The ad then showed a school hallway with an ominous voice asking, "Do you trust him to do what's best for our children?"
In February 2021, after Biden was in office, the White House was aware of efforts by the American Federation of Teachers (AFT) to lobby the Centers for Disease Control and Prevention to adopt advisory language delaying school openings. The lobbying effort worked, and Biden White House officials appeared to facilitate rather than resist the ATF's campaign, according to emails obtained by a watchdog group last spring.
Critics accused the Biden administration of "dragging its feet" on fully reopening schools, which happened months after Biden promised it would in his first 100 days.
However, the administration has consistently blamed Trump for school closures, most recently this week when White House Press Secretary Karine Jean-Pierre was asked if the Biden administration has a plan to address student learning loss from the pandemic.
"It was a top priority for [Biden] to safely reopen schools, and he did that," Jean-Pierre told reporters at a press briefing. "The COVID response was incredibly mismanaged by the former administration."

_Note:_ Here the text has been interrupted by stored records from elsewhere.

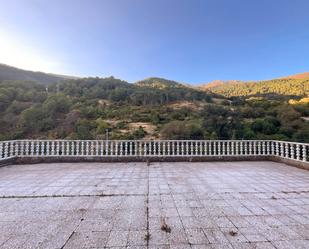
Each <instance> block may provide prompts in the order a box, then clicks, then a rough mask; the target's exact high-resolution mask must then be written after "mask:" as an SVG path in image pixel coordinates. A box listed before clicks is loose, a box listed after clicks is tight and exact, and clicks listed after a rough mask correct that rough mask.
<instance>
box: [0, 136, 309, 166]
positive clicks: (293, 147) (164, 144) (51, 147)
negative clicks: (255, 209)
mask: <svg viewBox="0 0 309 249" xmlns="http://www.w3.org/2000/svg"><path fill="white" fill-rule="evenodd" d="M265 160H271V161H276V162H283V163H286V164H289V165H292V166H296V167H299V168H303V169H309V144H305V143H295V142H287V141H272V140H150V141H143V140H108V141H107V140H12V141H1V142H0V166H1V165H8V164H14V163H18V164H27V163H28V164H32V163H43V162H45V163H48V162H124V163H125V162H147V161H150V162H207V161H265Z"/></svg>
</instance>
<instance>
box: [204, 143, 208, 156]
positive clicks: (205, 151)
mask: <svg viewBox="0 0 309 249" xmlns="http://www.w3.org/2000/svg"><path fill="white" fill-rule="evenodd" d="M206 145H207V142H206V141H203V156H205V155H206Z"/></svg>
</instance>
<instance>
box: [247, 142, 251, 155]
mask: <svg viewBox="0 0 309 249" xmlns="http://www.w3.org/2000/svg"><path fill="white" fill-rule="evenodd" d="M248 154H249V155H252V141H249V153H248Z"/></svg>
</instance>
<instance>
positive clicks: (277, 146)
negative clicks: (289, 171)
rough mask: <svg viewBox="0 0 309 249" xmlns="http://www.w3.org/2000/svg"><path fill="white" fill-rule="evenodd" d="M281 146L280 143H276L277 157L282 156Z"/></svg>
mask: <svg viewBox="0 0 309 249" xmlns="http://www.w3.org/2000/svg"><path fill="white" fill-rule="evenodd" d="M279 146H280V143H279V142H276V155H277V156H280V148H279Z"/></svg>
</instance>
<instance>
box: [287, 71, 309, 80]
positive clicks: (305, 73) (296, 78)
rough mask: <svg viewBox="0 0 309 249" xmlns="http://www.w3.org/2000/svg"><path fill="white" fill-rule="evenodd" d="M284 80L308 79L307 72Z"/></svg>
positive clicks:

In addition to a nationwide epidemic of severe learning loss, the administration appears to have another, related problem: Its proposed solution, the updated Learning Acceleration Guide, isn't being implemented.
Beyond general notions of promoting equity and inclusion, the guide more concretely calls for states, districts, and schools to use funds provided by the American Rescue Plan (ARP), a Democrat-backed $1.9 trillion economic stimulus bill, to implement such programs, listing several examples of how some school districts are already doing so.
The Oregon Department of Education, to cite one example, used ARP funds to ensure all local education agencies have "an equity-centered plan to invest in drop-out prevention" and other programs.
In Rhode Island, meanwhile, the state's Learning, Equity, and Accelerated Pathways District Support Program Task Force is using tutoring to "meet the diverse needs of students."
The ARP provided $130 billion to schools, including $122 billion in Elementary and Secondary School Emergency Relief (ESSER) funding to K-12 schools to reopen and address the impact of the pandemic, according to the Education Department.
However, schools only spent 15% of the ESSER funding during the 2021-2022 school year, according to an analysis from the Washington Post, Georgetown University and Edunomics, an education finance group.
About half of the 211 districts examined that are furthest behind in math and English spent 5% or less of their money.
The money wasn't spent for a variety of reasons, according to the analysis, including delayed access to funds, a nationwide teacher shortage, and a desire to make the money last by stretching it out as long as possible until it expires in September 2024.